La edad de las nueces. Los niños en el Imperio Romano. José María Sánchez Galera. Prólogo de Gregorio Luri. Editorial Encuentro.
En el prólogo a La edad de las nueces, Gregorio Luri comienza por confesar que al leer el libro ha tenido la impresión de que la vida de los niños de la Roma clásica se parecía mucho a la suya. Una proximidad biográfica. Esas similitudes, que salvan muchas distancias, llegan hasta los nacidos en la era digital. La niñez de los analógicos era un tiempo que se vivía en la calle, entre juegos que tenían mucho de imaginación y poco de tecnología. De ahí que Luri recuerde a Horacio: «¿De qué ríes?

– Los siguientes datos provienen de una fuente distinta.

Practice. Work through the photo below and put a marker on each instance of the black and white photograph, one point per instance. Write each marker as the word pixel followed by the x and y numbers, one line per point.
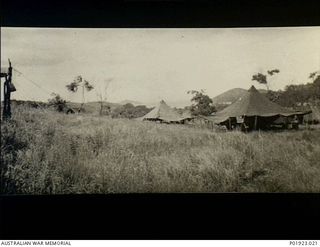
pixel 166 110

Si cambias los nombres de los niños, esta historia habla de tu infancia».
La infancia como permanencia
Es obvio que son muchas las diferencias entre los niños que pueblan La edad de las nueces, y los de ahora, o los de mitades del siglo XX. Pero Luri, en el prólogo, destaca las permanencias, esos «universales» que se mantienen a lo largo del tiempo, y que conforman lo que llamaríamos la naturaleza humana, por mucho que otros se empeñen en decir, o en decidir, que todo lo humano es una construcción social. Esos universales hacen que estemos muy cerca del Marcial que llora la muerte de una joven esclava, o del Cicerón que hurga en dolores similares, aunque se siente turbado, porque entre las élites romanas la actitud ante la muerte de un hijo era displicente.
No hay detalle de la vida infantil en la Roma clásica que no esté contemplado, analizado, con minucioso rigor en La edad de las nueces. Desde los juegos a la escuela, el trabajo infantil, la pederastia, las relaciones familiares, el desarrollo sexual o los castigos escolares y las formas de enseñar de los maestros. No se trata de un libro de divulgación y entretenimiento sino de un estudio profundo. Abarca siglos, y por tanto tiene que dar cuenta de la evolución de la mentalidad y de las costumbres de la época.
Vientres de alquiler
Roma inventa el vientre de alquiler. No se trata de una creación moderna. Tiene siglos. Los romanos no solo lo inventaron para los matrimonios que no podían tener hijos, sino para que el trabajo, las tareas de procreación recayeran en las esclavas. El trabajo manual tenía poco prestigio, y había mujeres de las élites que preferían mantenerse lozanas y dejar ese cometido a las esclavas. Los hijos, luego, podían ser adoptados por los maridos.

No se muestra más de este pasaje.